TikTok, dopo il blocco di un anno continuano le polemiche in Albania

Per il premier Rama, «la minaccia per i minori è seria». Il leader dell’opposizione, Berisha: «È un atto di censura estrema»

Stefano Giantin
L’app di TikTok sullo schermo di uno smartphone. Per tutto il 2025 l’accesso al social media sarà vietato a chi si connette dall’Albania
L’app di TikTok sullo schermo di uno smartphone. Per tutto il 2025 l’accesso al social media sarà vietato a chi si connette dall’Albania

Una tempesta che non accenna a placarsi, tra proteste, accuse, veementi polemiche politiche e la prevedibile ira degli utenti più giovani. È lo scenario che si sta osservando in Albania, Stato che – per volontà del premier Edi Rama – dopo lunghe considerazioni ha preso una decisione-choc: quella di vietare per un anno, a partire dal 2025, l’accesso al social network TikTok a chi si connette a Internet dal Paese delle aquile.

I precedenti

Il divieto, ricordiamo, è stato preso sabato. E arriva dopo un’ondata di “incidenti” che hanno coinvolto TikTok in gran parte dei Paesi balcanici, vittime bambini e ragazzini rimasti feriti a causa di sfide pericolose lanciate sui social. Ma a Tirana il network di condivisione video era già da tempo visto con estremo sospetto dalle élite al potere, in particolare dopo la morte, avvenuta un anno fa, di un ragazzino di soli 14 anni, accoltellato da un coetaneo, sembra dopo ripetute liti ingaggiate via social. Il fatto di sangue sarebbe stato seguito da molti video di giovani albanesi che avrebbero “glorificato” l’assassinio e il killer proprio via TikTok e da altri post che mostravano minorenni con armi bianche e coltelli da esibire anche nelle scuole, oltre a tante, troppe scene di bullismo.

Il divieto

Menzogne e ignoranza, i due ragazzini coinvolti nel caso – la vittima e l’assassino – non avrebbero neppure avuto «un account su TikTok», si è difeso il gigante dei social, che ha suggerito pure che i video di esaltazione del gesto criminale sarebbero stati «postati su altri social, non su TikTok». Ma Rama non fa marcia indietro. In un lungo post su X, domenica sera, ha assicurato che il divieto è «una decisione presa secondo coscienza dopo consultazioni con genitori e nelle scuole» durate mesi. Premier che è andato oltre, dichiarando di fatto guerra a un social che «non ha il diritto di chiedere alcun chiarimento. È l’Albania che decide, non i proprietari dell’algoritmo». «Forse saremo troppo piccoli per chiedere a TikTok di proteggere i bambini e i giovani» e allora Tirana ha deciso di fare da sola, perché «la minaccia» per i minori «è seria». E «il 90% dei genitori» chiedeva il divieto, ha sostenuto sempre Rama.

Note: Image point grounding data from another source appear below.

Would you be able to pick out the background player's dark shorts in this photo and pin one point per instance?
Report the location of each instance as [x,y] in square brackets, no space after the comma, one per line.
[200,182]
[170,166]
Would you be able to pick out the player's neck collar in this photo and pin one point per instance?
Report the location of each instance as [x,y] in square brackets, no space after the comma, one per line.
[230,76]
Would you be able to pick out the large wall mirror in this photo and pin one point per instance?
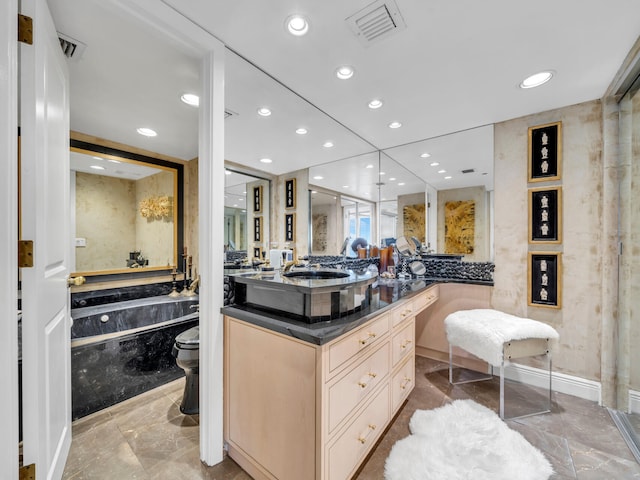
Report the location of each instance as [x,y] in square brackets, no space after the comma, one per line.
[128,211]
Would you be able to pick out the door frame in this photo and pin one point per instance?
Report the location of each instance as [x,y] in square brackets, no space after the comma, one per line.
[211,51]
[8,238]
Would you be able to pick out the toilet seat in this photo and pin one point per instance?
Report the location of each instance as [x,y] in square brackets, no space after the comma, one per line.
[189,339]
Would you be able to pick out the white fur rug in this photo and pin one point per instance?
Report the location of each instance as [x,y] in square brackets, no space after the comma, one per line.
[464,441]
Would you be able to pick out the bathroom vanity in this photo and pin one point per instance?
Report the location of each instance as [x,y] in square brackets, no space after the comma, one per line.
[310,400]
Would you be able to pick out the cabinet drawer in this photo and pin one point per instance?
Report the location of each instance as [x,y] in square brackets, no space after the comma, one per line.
[402,383]
[347,392]
[403,342]
[346,453]
[404,311]
[425,299]
[357,341]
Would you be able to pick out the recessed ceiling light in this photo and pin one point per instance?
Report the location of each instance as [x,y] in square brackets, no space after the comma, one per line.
[190,99]
[297,25]
[537,79]
[344,72]
[147,132]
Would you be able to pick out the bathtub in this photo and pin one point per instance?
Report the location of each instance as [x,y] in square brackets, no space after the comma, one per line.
[120,350]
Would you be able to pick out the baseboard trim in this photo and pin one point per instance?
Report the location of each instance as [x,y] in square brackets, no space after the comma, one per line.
[634,401]
[560,382]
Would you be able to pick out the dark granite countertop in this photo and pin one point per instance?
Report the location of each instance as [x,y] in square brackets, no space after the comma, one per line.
[385,293]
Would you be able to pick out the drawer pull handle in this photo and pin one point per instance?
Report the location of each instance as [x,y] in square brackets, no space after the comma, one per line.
[371,335]
[365,384]
[363,438]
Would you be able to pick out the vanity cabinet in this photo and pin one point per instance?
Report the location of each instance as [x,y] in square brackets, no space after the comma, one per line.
[295,410]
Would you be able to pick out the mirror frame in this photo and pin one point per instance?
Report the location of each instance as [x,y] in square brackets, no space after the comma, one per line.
[178,205]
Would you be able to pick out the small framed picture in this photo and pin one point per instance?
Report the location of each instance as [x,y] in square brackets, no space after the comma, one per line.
[545,215]
[545,279]
[545,152]
[257,199]
[290,227]
[257,229]
[290,193]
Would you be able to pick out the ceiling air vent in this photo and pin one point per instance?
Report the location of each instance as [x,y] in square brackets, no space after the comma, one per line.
[376,21]
[72,49]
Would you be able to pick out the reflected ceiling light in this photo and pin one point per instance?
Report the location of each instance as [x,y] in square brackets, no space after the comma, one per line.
[297,25]
[190,99]
[147,132]
[537,79]
[344,72]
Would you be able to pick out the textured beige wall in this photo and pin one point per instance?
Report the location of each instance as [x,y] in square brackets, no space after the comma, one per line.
[580,319]
[154,236]
[481,237]
[106,217]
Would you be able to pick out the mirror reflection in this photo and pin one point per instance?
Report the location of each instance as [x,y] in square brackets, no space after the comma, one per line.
[239,206]
[126,213]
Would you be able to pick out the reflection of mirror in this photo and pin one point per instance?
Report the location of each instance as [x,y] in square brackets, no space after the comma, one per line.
[239,205]
[127,212]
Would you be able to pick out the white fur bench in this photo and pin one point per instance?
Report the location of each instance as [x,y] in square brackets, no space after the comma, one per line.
[497,337]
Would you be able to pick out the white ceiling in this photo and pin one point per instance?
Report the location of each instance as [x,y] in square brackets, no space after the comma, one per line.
[455,67]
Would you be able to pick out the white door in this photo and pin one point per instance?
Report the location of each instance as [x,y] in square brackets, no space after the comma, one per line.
[46,354]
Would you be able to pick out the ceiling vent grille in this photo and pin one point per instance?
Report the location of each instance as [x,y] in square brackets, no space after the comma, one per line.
[72,49]
[376,21]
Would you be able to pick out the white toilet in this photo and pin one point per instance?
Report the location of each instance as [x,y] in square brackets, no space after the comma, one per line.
[187,354]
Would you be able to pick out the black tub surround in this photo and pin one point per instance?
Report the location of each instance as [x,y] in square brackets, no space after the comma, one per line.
[122,349]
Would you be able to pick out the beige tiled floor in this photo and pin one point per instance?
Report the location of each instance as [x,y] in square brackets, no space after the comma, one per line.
[148,438]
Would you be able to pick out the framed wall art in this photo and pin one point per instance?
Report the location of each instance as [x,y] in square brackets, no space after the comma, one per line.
[290,227]
[545,279]
[545,215]
[257,199]
[257,229]
[290,193]
[545,152]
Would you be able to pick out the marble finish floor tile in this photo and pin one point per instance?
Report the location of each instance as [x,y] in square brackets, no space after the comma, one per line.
[147,437]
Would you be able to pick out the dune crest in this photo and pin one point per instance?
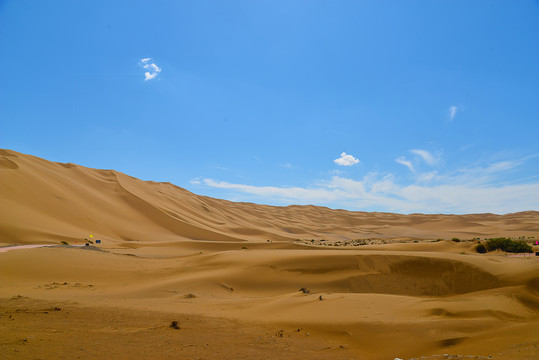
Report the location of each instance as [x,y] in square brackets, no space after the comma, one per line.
[43,200]
[179,275]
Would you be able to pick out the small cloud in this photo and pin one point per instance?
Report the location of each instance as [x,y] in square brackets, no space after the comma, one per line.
[406,163]
[346,160]
[425,155]
[452,112]
[153,69]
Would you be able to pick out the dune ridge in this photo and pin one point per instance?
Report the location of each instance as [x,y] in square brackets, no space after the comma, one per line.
[238,281]
[41,197]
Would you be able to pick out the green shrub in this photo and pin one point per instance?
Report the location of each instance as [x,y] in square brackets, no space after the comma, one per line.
[508,245]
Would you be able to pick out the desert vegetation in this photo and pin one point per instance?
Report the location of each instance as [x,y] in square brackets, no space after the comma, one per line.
[504,244]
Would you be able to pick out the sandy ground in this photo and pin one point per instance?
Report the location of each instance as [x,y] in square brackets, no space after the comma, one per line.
[373,285]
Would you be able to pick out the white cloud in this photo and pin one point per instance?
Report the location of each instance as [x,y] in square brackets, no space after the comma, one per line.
[452,112]
[346,160]
[425,155]
[462,191]
[153,69]
[401,160]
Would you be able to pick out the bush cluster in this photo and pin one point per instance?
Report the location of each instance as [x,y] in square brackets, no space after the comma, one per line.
[504,244]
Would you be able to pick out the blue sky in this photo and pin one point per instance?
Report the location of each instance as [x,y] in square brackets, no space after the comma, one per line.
[401,106]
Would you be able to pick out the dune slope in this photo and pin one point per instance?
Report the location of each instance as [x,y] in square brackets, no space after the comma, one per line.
[238,281]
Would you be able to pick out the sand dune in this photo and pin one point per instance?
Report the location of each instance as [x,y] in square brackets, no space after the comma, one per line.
[231,274]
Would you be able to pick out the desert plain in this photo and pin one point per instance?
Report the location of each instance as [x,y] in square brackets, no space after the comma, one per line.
[181,276]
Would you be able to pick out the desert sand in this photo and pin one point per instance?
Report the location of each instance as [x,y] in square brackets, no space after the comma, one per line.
[373,285]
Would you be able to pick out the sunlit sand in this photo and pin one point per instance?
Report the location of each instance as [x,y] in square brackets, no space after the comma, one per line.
[373,285]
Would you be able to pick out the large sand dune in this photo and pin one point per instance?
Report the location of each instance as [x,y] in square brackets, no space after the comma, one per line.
[231,274]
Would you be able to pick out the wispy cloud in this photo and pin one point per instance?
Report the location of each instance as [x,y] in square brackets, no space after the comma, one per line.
[452,112]
[401,160]
[152,69]
[425,155]
[429,193]
[346,160]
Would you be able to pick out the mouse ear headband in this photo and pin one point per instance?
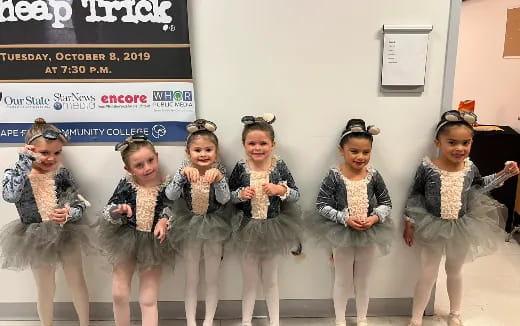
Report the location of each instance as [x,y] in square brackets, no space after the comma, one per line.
[359,128]
[455,116]
[201,124]
[136,138]
[266,117]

Ma il quadro appare ben più complesso. Secondo svariati studi, più del 20% della popolazione globale soffre di dipendenza dai social ed è vero che «qui da noi è anche più marcata, con i bambini che possono trascorrere 9-13» ore davanti a uno schermo, ha fatto eco anche la psicologa Valbona Treska. Che ha però aggiunto che i divieti non sono la soluzione, perché «se rimuoviamo TikTok, arriverà un’altra piattaforma».

Le reazioni

«Vietare TikTok è un atto di censura estrema», ha attaccato anche la “nemesi” di Rama, il leader dell’opposizione di centrodestra, Sali Berisha, che ha usato proprio TikTok per lanciare il proprio messaggio di rivolta contro le decisioni dell’esecutivo. «Il peggior modello per i bambini è il governo di Rama: se rubi diventi ministro, se sei arrogante diventi sindaco», ha rincarato l’alto papavero del Partito democratico, Gazment Bardhi.

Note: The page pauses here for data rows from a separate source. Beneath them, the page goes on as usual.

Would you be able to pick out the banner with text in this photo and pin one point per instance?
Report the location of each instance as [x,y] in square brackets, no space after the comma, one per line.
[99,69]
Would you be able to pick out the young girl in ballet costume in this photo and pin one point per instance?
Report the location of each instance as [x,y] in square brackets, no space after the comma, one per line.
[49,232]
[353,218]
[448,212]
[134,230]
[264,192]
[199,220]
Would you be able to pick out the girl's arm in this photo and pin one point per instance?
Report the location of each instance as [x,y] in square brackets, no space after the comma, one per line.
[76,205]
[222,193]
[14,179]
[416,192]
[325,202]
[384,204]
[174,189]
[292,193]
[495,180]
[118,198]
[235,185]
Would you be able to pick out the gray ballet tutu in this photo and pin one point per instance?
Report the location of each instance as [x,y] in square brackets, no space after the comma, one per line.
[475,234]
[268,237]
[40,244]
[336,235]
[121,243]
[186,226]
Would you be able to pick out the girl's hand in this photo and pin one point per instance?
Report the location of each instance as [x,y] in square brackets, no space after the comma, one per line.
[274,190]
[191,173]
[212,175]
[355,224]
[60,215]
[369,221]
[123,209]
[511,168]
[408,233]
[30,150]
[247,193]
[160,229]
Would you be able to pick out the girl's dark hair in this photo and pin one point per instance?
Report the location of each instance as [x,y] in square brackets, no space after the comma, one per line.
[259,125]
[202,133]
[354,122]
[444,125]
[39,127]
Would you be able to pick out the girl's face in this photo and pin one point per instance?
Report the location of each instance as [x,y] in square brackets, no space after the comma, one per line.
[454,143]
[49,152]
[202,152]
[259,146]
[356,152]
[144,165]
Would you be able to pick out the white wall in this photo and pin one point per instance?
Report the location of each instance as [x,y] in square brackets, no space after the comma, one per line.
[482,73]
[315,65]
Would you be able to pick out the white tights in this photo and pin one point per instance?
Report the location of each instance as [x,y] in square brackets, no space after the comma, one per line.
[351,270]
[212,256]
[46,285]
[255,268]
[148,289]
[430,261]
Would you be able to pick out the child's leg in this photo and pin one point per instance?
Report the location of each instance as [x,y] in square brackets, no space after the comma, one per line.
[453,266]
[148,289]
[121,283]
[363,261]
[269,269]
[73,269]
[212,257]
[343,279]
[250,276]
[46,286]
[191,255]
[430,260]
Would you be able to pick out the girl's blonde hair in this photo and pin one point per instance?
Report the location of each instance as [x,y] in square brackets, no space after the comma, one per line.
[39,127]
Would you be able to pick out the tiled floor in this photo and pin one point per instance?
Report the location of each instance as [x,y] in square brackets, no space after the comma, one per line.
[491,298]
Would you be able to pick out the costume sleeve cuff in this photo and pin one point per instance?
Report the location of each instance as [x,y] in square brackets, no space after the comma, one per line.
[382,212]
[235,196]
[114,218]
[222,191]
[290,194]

Ma anche tra i giovani albanesi sui social, TikTok in testa, gli umori sono pessimi. «Il social non c’entra nulla con la violenza», ha così affermato Mira su TikTok, «il problema è nelle menti delle persone, non in Instagram o TikTok», ha fatto eco chi si nasconde dietro il nickname Ton Dursaku. «Sono solo minacce quelle di Rama, non se ne farà nulla», ha tranquillizzato invece Indrit. Il social imbattibile è «qualcosa di divertente, per passare il tempo» e «non siamo d’accordo con il divieto, non incita alla violenza», altre opinioni di ragazzi raccolte dai media internazionali. Le ultime, forse, prima del divieto imminente.